Connecting a Google Cloud App Engine app to its Cloud SQL Instance-allowing database access

3
votes

I have a Google Cloud project with an app and a Cloud SQL Instance. SQL requests from the app time out. Private IP connectivity is enabled. If I explicitly add the app instances' IPs to the SQL Instance's public authorized networks, it works. This is obviously a bad solution since these IPs change on every deployment. How do I permanently grant access to the app?

1
google-app-enginegoogle-cloud-platformgoogle-cloud-sql
Are you using Flexible or Standard environment?

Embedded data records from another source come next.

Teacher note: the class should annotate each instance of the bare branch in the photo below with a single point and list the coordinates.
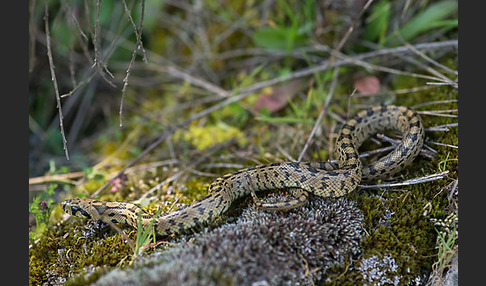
(54, 80)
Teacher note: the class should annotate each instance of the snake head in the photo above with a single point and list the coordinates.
(77, 207)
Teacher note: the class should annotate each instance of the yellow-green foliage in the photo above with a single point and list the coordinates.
(212, 135)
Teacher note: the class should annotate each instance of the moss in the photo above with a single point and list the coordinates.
(259, 247)
(209, 136)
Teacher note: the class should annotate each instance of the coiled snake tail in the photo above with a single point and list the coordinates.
(320, 178)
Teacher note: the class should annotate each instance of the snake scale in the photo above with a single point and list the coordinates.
(320, 178)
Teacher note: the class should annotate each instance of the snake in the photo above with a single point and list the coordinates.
(324, 179)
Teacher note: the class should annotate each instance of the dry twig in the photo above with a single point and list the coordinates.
(54, 80)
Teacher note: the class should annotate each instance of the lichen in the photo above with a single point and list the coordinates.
(260, 247)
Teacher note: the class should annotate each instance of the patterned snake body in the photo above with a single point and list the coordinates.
(320, 178)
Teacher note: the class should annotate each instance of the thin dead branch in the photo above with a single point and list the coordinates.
(418, 180)
(54, 80)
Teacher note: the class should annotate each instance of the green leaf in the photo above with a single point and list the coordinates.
(279, 38)
(431, 18)
(377, 22)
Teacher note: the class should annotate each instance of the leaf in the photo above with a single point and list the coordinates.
(278, 38)
(276, 98)
(377, 22)
(429, 19)
(367, 85)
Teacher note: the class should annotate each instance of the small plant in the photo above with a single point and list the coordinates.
(446, 242)
(41, 208)
(144, 235)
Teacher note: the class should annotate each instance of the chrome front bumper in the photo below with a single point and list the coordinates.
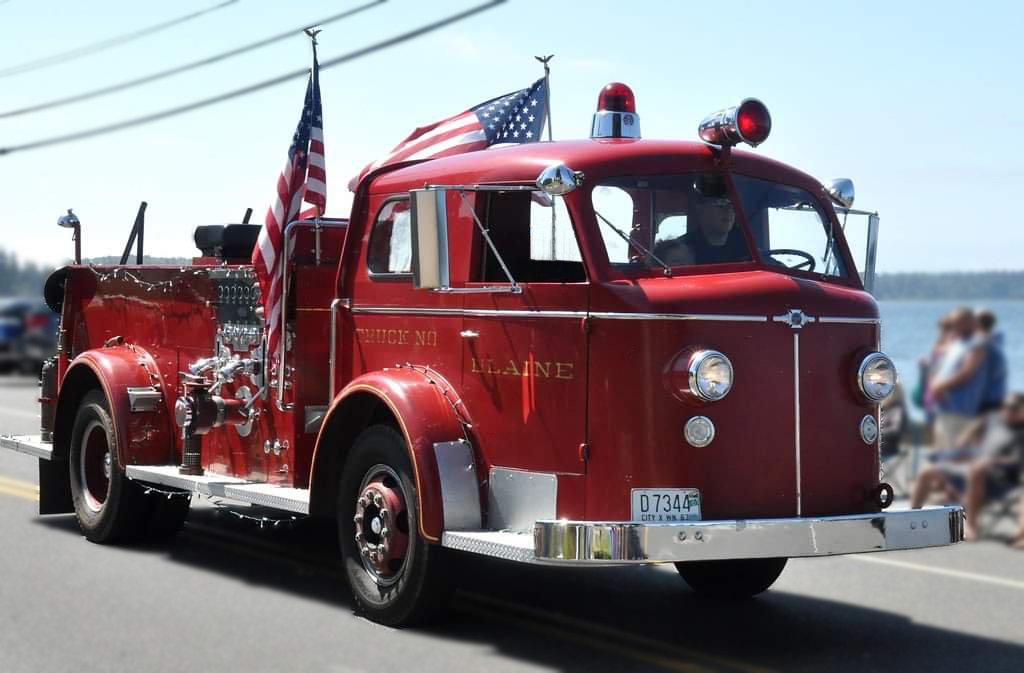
(593, 542)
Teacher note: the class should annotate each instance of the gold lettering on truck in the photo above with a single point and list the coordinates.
(385, 336)
(537, 369)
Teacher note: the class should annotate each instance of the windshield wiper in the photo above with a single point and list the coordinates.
(625, 237)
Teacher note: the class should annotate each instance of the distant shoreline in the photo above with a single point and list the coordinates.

Did you try to follow this documentation? - Joan Grau Noël
I am using Flexible environment. I did follow the documentation, as well as this answer: stackoverflow.com/questions/54180722/… This worked for another, very similar project, but not for this. - Boris K
Are you trying to connect to a Cloud SQL instance located in another project? - Joan Grau Noël
No, same project. - Boris K
In the answer that you linked, there is this line if (process.env.INSTANCE_CONNECTION_NAME && process.env.NODE_ENV === 'production') {. Can you try to remove this condition, and in the config dictionary, directly add socketPath:``/cloudsql/${process.env.INSTANCE_CONNECTION_NAME}``; (there is an extra ` in this last line due formatting, you should remove it) - Joan Grau Noël

1 Answers

3
votes

Private IP's are only accessible by other services on the same Virtual Private Cloud (VPC). App Engine apps don't currently have access to VPC networks.

Edit: App Engine has recently released Serverless VPC Access, meaning that the can now be configured to connect via Private IP.

App Engine Standard does provide a unix domain socket to interface with Cloud SQL instances. Just tell your app to use the socket at /cloudsql/<INSTANCE_CONNECTION_NAME>; (with your instance's connection name), and it should be able to connect. If you are using a cross product or cross regional setup, there are more instructions here.